Record number of managers seeking help for stress and anxiety. Hybrid and flexible working arrangements too hard
According to Christina Foxwell, a life and business coach and self-help author, flexible and hybrid working arrangements may be good for employees, but they are proving nearly impossible for most managers and business owners to cope with.
I have been working with managers, executives, business owners and board members all across the country and the globe for many years helping them to hone their leadership style and overcome career and workplace challenges, and I have never seen things so bad.
I am being contacted daily by business executives wanting help to cope with difficult organisational issues and management challenges.
Basically, managers are finding it nearly impossible to manage staff remotely and to maintain cohesion and workplace culture with staff straddling work from home and hybrid working arrangements.
This article has so many red flags. Clearly showing managers have a pointless role and aren’t needed because people can get their work done without being micromanaged and makes amazing employees leave. If the work is getting done what is the issue? It’s all been proven that people worked harder at home because less distractions, better concentration and flow, the only issue was they had no boundaries with work time, breaks, clocking off etc. and saying a work life balance is an excuse? Weren’t we all just talking about about having better work life balances, “mental health is so important” conversations. And the whole connection part, never heard of the internet? Chat? Zoom? It’s 2022, the best connections I’ve ever made was over the internet. The constant distractions in an office environment, I do 50% less because everyone wants to go for coffee, have a chat, laugh, giggle. that is not connection, that is a waste of time.
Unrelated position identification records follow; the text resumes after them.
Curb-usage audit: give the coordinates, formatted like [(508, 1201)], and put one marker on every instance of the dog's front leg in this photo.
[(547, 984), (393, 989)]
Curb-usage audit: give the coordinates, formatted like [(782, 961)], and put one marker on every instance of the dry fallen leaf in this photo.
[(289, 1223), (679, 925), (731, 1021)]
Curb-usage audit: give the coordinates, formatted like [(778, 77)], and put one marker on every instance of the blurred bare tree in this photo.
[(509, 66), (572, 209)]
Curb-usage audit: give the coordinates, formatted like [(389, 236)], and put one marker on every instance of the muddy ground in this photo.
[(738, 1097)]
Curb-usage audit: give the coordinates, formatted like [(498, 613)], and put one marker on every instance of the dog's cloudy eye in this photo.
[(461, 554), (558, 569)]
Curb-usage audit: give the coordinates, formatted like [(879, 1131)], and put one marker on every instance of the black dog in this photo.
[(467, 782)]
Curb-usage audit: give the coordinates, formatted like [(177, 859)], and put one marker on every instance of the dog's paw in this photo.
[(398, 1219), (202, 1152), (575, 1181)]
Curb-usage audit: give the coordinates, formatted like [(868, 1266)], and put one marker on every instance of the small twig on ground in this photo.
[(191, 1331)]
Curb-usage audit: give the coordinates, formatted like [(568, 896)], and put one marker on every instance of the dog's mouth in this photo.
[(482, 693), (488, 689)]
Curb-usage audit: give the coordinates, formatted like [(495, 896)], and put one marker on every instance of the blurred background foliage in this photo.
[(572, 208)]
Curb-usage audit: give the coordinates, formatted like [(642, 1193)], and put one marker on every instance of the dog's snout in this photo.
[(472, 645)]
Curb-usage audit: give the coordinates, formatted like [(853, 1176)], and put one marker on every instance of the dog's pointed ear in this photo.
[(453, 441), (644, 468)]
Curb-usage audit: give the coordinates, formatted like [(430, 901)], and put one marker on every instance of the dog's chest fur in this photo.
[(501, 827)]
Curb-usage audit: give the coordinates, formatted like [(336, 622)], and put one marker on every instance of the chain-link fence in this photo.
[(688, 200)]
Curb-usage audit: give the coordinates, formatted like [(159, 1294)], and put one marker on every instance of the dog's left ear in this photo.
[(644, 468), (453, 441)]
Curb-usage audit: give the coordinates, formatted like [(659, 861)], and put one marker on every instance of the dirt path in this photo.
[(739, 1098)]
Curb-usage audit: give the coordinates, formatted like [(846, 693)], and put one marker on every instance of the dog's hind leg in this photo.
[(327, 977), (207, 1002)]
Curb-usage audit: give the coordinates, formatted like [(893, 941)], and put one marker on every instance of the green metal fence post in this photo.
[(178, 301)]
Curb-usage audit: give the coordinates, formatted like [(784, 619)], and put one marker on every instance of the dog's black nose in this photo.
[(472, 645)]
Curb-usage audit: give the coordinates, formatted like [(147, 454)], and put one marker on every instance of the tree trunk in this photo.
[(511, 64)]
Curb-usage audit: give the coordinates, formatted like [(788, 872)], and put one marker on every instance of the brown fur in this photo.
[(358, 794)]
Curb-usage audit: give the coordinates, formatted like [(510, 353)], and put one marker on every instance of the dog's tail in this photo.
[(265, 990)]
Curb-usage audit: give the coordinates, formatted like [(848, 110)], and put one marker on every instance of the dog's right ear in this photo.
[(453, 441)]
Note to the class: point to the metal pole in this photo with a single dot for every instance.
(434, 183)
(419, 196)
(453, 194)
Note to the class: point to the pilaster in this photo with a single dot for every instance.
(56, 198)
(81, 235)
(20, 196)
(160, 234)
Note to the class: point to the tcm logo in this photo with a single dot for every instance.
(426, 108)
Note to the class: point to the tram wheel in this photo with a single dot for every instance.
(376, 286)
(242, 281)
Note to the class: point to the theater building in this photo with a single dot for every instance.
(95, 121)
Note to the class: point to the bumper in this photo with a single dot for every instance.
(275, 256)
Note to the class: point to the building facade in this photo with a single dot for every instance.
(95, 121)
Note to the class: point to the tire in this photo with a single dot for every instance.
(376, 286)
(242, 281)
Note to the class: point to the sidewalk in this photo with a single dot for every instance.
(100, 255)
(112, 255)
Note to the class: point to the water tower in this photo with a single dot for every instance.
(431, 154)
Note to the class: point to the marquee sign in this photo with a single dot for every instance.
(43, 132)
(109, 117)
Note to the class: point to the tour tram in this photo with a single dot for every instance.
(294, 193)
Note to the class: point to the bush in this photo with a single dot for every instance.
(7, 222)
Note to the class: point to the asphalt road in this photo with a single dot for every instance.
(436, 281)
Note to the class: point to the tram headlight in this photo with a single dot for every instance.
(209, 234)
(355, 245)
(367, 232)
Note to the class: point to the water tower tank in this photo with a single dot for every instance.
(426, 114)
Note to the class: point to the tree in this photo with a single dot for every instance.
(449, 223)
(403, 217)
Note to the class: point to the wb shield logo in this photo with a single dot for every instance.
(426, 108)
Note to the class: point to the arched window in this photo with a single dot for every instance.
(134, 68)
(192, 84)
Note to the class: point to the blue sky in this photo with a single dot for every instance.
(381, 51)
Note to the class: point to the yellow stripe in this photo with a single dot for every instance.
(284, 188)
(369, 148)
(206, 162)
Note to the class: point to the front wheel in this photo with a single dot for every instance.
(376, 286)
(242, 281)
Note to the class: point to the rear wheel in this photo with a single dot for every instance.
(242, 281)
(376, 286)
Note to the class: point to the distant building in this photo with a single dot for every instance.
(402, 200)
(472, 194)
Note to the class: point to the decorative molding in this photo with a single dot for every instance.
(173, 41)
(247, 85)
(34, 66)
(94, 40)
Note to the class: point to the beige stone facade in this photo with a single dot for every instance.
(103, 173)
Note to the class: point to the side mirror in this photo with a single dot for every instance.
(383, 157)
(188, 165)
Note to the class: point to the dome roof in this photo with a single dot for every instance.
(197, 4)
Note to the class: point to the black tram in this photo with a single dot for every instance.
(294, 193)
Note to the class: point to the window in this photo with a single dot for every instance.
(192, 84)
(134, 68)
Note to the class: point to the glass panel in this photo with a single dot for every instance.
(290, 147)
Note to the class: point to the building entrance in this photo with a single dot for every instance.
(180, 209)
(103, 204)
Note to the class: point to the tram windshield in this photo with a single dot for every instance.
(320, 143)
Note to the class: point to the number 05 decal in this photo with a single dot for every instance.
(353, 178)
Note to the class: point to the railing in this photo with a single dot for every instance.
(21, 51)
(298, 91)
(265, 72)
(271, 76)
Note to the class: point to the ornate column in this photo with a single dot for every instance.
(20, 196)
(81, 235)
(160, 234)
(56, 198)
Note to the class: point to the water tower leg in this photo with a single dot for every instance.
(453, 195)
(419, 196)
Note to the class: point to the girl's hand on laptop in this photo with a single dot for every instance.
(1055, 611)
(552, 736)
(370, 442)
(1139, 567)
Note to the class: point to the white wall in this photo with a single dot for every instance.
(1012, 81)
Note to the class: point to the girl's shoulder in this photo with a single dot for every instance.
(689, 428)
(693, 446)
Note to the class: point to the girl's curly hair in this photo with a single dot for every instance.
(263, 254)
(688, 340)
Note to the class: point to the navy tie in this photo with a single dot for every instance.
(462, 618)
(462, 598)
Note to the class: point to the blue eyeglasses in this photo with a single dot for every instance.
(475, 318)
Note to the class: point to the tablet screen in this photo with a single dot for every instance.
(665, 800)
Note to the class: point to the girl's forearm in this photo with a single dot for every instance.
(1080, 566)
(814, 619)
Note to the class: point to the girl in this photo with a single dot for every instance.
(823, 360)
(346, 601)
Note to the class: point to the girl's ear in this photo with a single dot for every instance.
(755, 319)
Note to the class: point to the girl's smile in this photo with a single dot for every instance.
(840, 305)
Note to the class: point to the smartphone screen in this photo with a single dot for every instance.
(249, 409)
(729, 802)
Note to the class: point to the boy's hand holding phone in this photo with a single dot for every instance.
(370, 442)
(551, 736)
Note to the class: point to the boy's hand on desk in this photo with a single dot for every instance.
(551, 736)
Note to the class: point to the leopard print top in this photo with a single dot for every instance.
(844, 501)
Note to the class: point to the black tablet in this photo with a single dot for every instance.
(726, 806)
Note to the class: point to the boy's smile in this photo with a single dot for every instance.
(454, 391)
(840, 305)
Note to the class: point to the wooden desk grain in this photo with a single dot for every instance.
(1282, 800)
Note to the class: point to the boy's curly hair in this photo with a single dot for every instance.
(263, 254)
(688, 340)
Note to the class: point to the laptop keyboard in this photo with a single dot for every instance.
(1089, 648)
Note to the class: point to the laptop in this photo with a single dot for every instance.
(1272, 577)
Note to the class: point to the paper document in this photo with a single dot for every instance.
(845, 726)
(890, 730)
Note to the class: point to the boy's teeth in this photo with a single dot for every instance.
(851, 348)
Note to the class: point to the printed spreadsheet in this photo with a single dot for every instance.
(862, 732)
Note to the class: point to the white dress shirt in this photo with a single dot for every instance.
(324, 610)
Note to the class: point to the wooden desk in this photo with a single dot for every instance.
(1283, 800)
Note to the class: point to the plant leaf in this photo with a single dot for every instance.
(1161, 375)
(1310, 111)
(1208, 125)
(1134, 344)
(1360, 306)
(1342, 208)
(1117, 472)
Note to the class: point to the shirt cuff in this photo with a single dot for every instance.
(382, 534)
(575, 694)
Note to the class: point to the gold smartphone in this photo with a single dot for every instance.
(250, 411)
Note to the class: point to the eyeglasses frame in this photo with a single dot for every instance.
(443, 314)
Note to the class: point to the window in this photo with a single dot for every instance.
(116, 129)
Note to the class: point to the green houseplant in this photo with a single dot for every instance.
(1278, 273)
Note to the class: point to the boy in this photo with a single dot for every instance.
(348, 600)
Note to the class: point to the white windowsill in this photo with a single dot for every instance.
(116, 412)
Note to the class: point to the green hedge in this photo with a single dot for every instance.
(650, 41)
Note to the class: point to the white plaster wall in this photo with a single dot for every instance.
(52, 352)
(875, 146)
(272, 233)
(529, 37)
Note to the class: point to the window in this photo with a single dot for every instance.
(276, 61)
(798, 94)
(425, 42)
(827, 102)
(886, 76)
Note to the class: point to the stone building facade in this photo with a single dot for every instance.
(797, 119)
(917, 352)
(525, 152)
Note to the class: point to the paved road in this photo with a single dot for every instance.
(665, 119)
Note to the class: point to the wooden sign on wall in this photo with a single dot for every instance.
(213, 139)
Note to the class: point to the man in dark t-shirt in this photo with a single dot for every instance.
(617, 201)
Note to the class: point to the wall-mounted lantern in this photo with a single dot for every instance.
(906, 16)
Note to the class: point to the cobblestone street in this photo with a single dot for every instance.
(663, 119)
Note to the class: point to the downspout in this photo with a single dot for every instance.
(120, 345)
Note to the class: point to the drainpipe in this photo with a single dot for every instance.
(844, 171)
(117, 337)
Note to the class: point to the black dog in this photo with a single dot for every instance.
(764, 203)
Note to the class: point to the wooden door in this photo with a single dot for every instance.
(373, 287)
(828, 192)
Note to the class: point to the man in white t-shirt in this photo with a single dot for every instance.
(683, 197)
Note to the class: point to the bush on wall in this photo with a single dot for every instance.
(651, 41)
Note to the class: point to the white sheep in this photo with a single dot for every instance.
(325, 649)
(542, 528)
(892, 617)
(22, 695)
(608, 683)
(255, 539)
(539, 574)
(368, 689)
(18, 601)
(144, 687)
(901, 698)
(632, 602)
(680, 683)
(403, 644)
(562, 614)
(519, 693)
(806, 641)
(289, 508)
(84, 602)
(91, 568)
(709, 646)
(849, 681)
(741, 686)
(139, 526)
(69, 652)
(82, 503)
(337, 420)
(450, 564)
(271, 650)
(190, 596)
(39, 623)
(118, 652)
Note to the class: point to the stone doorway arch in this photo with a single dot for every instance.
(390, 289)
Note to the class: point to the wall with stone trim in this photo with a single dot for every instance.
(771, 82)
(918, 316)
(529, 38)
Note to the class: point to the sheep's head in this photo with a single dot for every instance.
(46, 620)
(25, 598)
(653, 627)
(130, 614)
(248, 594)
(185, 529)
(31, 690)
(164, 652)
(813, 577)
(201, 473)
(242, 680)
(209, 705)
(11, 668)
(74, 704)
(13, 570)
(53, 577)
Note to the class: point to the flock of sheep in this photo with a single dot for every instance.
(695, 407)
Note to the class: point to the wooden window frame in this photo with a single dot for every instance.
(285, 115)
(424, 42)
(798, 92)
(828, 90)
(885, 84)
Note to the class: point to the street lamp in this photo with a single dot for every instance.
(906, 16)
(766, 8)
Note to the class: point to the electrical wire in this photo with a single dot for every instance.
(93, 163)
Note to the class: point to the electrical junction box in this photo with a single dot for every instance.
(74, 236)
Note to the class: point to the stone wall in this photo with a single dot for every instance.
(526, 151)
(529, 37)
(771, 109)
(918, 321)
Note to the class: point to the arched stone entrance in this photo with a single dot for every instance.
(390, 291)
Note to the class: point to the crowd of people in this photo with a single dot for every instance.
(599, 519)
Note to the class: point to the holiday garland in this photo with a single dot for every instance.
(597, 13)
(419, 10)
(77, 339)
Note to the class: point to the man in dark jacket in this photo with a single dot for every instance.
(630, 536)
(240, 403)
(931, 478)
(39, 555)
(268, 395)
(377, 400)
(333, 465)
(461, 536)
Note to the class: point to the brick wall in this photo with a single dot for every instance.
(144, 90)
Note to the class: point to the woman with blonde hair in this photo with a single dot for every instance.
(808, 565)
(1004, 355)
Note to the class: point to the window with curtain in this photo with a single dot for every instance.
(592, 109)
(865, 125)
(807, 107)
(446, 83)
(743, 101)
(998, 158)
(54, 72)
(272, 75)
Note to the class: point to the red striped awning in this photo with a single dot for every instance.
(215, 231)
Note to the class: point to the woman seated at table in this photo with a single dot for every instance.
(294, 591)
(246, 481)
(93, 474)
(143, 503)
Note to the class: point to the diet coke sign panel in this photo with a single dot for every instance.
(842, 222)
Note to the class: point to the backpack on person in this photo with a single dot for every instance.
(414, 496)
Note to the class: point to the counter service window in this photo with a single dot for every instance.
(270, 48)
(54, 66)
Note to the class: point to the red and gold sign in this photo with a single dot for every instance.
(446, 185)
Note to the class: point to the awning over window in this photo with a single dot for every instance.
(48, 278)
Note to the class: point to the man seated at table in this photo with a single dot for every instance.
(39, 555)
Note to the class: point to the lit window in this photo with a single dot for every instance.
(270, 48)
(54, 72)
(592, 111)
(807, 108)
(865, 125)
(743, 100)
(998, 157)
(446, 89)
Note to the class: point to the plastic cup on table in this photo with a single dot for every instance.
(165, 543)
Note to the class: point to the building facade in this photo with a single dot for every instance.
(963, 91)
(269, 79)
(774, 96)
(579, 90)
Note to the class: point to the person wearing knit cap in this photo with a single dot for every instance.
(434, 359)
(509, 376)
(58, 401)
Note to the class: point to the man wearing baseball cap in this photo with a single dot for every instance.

I feel this article is trying to bait me. A few things:
1) if you can’t figure out how to forge connections without someone standing beside me, in the year 2022, that’s on you. Do you suffer from object permanence?
2) managers referred to here don’t seem to have well-founded, well-documented evidence that people in flexible working arrangements are underperforming. They do seem to have trust issues. Did they hire the wrong people? Or are they themselves the wrong people?
3) the hand-wringing about flexibility is baloney. Managers can and do accommodate many things: childcare and other caring responsibilities, pregnancy, disability and more. Say it with your chest: you don’t want to accommodate flexible work in the pandemic because you don’t think it’s a legitimate reason.
4) lol
the real question here is who cares? – this article implies the managers involved didn’t care about the wellbeing of their staff until they had no choice and were forced to capitulate to their needs. now executives say they’re unhappy that they’re being treating like an employee and not an authority…
the obvious lesson here is that organisations and managers need to reduce pressure on their staff, and set more reasonable targets – then they’ll be less stressed.
I wonder how many of those over-stressed managers are those that have been promoted before they were ready, and are also having to do a large part of their previous role at the same time due to the well documented talent shortage?